Juan Genovés, “Yükseliş”, 2009

Yurttaş inisiyatifleri

En başta, taban inisiyatiflerinin yerel yönetimlere yönelik umut veren pratiklerinden söz edebiliriz. Yurttaş inisiyatifleri bunların başında geliyor. İstanbul’da Beyoğlu Yurttaş Meclisi, Şişli Demokrasi Meclisi, Demokrasi Kazanacak Kadıköy, Sarıyer Kent Dayanışması, Avcılar Halkçı Yerel Yönetim İnisiyatifi, Adalar Demokrasi Meclisi gibi oluşumlar, tabanda yurttaşların söz hakkını belirlemek, yerel yönetime dair politika oluşturmak, yerel yönetimlerin izlenmesini sağlamak, dilekçelerle taleplerde bulunmak, protesto eylemleri düzenlemek, hatta kooperatifleşme gibi kurucu faaliyetlerin öncülüğünü yapıyor. Gezi direnişi sonrası park, mahalle, işyeri ve üniversitelerde oluşan forumlara benzer oluşumlara sahip bu inisiyatifler yurttaşların katılımına açık ve demokratik yapılar inşa ediyor. Gezi’nin bakiyelerinden biri olan Kadıköy Kooperatifi’nin Kadıköy bölgesindeki forumlarda yapılan tartışmalar sonucu ortaya çıktığını düşündüğümüzde, bu inisiyatiflerin eylem kapasitesinin dayanışmacı imkânlara açıldığını söyleyebiliriz.
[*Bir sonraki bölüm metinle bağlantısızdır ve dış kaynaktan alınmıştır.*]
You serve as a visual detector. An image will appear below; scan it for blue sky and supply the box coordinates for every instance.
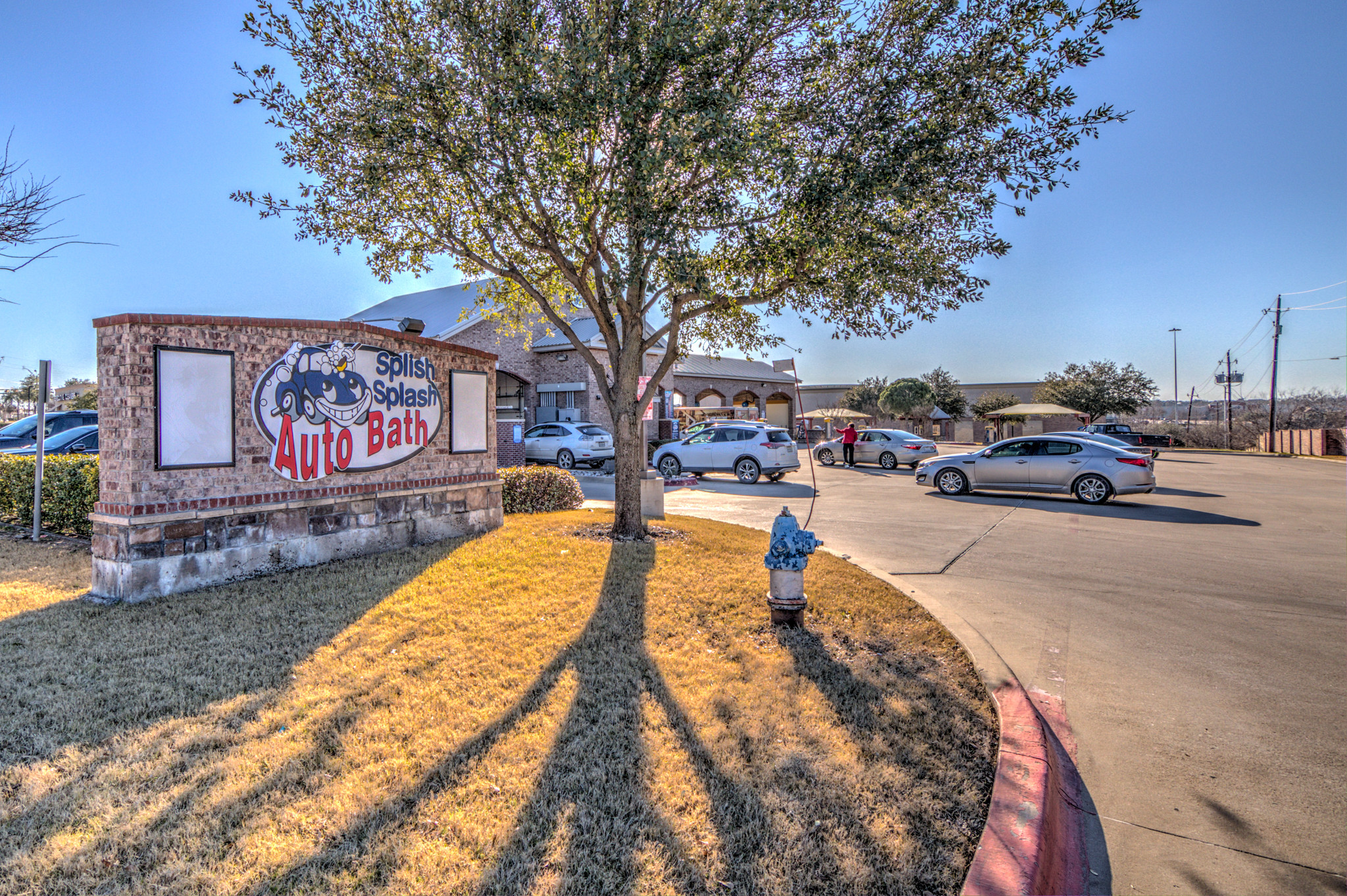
[0,0,1347,397]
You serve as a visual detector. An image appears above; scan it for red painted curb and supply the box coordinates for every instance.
[962,678,1089,896]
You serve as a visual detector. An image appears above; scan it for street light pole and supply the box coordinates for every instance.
[1169,327,1183,424]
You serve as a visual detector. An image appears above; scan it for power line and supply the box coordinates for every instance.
[1281,280,1347,296]
[1283,296,1347,311]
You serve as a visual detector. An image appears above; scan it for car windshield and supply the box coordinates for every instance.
[0,414,37,438]
[41,427,99,451]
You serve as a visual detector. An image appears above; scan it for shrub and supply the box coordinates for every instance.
[497,467,585,514]
[0,455,99,538]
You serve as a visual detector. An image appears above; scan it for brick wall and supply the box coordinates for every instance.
[496,420,524,467]
[1258,429,1347,458]
[90,315,501,600]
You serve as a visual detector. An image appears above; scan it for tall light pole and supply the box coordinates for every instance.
[1169,327,1183,423]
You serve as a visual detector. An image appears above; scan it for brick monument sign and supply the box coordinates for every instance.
[89,315,502,601]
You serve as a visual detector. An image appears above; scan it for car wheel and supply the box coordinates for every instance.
[660,455,683,479]
[1071,473,1113,504]
[935,469,969,495]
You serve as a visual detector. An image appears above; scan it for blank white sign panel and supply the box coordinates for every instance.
[449,370,486,452]
[158,348,234,467]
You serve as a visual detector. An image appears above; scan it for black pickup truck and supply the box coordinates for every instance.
[1080,424,1175,458]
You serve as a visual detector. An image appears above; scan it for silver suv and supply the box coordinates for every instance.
[654,423,800,484]
[524,421,613,469]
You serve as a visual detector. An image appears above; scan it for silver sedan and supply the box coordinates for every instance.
[814,429,936,469]
[915,436,1156,504]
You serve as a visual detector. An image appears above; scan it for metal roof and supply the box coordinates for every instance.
[346,280,492,339]
[674,355,795,382]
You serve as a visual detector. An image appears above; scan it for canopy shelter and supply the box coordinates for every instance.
[795,408,870,420]
[982,404,1090,440]
[795,408,874,440]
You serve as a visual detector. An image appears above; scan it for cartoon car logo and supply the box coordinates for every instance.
[271,342,374,427]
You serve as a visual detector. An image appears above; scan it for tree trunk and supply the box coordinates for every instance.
[613,410,647,540]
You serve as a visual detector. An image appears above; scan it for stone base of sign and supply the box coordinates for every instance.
[89,481,504,603]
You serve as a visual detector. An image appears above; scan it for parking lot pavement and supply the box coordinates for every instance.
[585,452,1347,893]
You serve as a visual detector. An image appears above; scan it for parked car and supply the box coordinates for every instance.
[814,429,936,469]
[683,420,770,438]
[0,410,99,451]
[1042,429,1150,455]
[914,436,1156,504]
[524,420,613,469]
[654,423,800,484]
[4,425,99,458]
[1076,424,1175,458]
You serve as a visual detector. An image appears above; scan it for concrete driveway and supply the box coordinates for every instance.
[582,452,1347,893]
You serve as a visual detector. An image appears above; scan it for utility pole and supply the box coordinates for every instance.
[1267,293,1281,441]
[1226,351,1231,451]
[1169,327,1183,424]
[32,360,51,541]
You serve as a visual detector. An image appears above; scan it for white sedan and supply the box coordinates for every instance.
[814,429,936,469]
[524,421,613,469]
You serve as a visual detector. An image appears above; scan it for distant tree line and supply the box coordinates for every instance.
[841,360,1158,423]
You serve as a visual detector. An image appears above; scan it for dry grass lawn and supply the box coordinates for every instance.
[0,511,995,895]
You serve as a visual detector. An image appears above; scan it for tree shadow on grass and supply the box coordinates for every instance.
[0,540,464,772]
[253,542,768,895]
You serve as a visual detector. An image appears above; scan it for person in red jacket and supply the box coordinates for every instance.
[842,424,855,467]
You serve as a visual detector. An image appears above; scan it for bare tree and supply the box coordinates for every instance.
[0,131,101,304]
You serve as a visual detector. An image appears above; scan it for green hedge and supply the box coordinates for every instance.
[497,467,585,514]
[0,455,99,538]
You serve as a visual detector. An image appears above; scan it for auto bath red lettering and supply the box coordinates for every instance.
[337,427,356,469]
[365,410,384,458]
[299,432,319,482]
[324,420,333,476]
[271,414,299,479]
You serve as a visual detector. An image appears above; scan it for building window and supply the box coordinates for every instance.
[496,370,524,420]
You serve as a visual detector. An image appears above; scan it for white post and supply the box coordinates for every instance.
[32,360,51,541]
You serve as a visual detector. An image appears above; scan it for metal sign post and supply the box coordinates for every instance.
[32,360,51,541]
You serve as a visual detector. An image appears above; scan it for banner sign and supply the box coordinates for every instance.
[636,377,658,420]
[252,342,443,482]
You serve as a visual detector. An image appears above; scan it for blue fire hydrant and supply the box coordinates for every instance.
[762,507,823,626]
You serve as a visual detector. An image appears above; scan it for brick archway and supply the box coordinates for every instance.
[697,389,725,408]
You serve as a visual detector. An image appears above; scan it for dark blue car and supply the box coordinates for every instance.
[4,425,99,458]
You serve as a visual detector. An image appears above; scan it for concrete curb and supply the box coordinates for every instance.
[851,561,1089,896]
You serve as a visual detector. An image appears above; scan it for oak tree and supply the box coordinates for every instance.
[234,0,1137,538]
[1033,360,1160,423]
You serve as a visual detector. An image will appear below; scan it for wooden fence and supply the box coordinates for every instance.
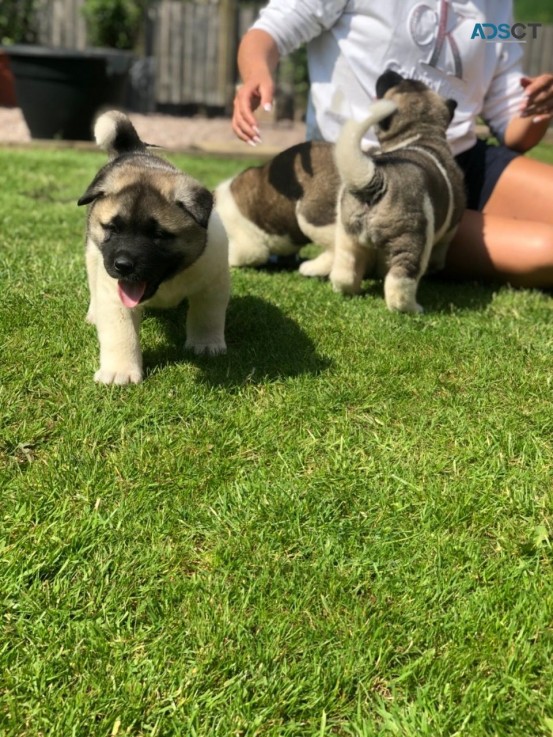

Önümüzdeki süreçte yerel yönetimlerin yurttaşlar tarafından izlenmesi ve denetlenmesi için bu tür katılımcı yapılara daha çok ihtiyaç duyacağız. Çoğunlukla talep ve politika üretmekle, bu politikalar uyarınca etkinlikler yapmakla sınırlı bir işlevi olan bu inisiyatifler, Beyoğlu Yurttaş Meclisi gibi süreç takipleri konusunda eğitim verebilir ya da Şişli Demokrasi Meclisi gibi kent konseyi ve stratejik planlama süreçlerine halkın katılımını sağlayabilir. Dahası, yurttaş inisiyatifleri, yerel yönetimlere katılım sürecinde halkın meclislenmesine bir vesile olabilir.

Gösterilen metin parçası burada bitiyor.